Dans tout ce qui touche le cadre gaulois, les variantes ajustent la couleur locale.

Dans tout ce qui touche la chronologie et qui s'exprime en chiffres, les variantes sont d'un écrivain qui cherche la cohérence.

Deux variantes seulement répondent à un motif qui reste énigmatique.

Sans aucun doute, Honoré d'Urfé a examiné scrupuleusement son texte. Sans aucun doute aussi, il a cherché à accorder les faits historiques et la condition pastorale. Sans aucun doute enfin, il pensait avoir des lecteurs appliqués.
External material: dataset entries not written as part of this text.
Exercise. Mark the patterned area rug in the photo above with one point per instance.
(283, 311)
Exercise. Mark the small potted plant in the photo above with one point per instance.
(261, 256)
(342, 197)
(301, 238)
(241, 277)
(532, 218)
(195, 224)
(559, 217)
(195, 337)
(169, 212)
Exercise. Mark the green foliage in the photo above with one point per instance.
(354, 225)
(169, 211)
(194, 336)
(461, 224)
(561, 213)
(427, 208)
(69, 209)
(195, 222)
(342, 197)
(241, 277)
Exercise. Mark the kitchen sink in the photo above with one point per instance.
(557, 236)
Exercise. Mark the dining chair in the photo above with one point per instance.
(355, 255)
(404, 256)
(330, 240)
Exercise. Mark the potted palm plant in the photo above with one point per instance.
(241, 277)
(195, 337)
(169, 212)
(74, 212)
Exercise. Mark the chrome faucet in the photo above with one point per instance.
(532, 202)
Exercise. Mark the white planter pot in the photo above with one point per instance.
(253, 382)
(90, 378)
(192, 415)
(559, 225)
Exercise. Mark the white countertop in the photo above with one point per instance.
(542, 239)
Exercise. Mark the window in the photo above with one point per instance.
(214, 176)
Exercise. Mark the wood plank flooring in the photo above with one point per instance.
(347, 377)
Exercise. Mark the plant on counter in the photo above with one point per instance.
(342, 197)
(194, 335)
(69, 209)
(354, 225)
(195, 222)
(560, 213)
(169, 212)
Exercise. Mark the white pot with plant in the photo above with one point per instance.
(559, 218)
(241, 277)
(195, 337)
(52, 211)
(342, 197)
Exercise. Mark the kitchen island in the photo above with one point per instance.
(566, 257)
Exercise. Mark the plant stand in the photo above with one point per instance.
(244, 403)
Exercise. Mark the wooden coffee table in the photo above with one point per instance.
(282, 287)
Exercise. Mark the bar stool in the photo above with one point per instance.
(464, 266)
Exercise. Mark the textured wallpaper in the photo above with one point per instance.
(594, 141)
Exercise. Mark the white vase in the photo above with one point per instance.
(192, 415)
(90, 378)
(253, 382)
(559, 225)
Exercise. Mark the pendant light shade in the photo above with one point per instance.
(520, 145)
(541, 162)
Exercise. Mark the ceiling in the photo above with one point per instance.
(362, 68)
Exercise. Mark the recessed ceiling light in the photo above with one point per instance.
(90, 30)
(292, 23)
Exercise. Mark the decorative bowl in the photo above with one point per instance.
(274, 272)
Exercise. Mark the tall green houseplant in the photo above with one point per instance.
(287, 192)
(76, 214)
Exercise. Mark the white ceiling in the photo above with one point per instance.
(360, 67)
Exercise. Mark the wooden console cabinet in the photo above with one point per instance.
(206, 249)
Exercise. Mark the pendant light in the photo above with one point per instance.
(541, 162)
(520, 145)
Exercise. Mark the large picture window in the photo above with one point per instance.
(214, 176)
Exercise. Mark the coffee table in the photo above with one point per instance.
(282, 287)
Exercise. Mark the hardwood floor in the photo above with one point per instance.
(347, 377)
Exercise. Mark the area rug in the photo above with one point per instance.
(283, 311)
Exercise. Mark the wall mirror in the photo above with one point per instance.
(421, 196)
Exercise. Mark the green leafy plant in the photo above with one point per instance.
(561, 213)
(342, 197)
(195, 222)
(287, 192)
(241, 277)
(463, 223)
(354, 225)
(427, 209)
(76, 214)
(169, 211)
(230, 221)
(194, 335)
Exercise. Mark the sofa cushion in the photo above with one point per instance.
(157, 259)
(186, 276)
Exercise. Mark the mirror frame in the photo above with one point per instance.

Tallemant des RÉaux raconte que, dans les salons, « on se divertissoit, entre autres choses, à s'escrire des questions sur L'Astrée, et qui ne respondoit pas bien, payoit pour chaque faute une paire de gants de Frangipane [...] Quand on vint à conter, car on marquoit soigneusement, il se trouva qu'on ne se devoit quasy rien » (II, p. 305). La moitié des questions ne recevaient donc pas de bonnes réponses ! Les joueurs se référaient-ils tous à la même édition ? L'historiette, malheureusement, ne le dit pas.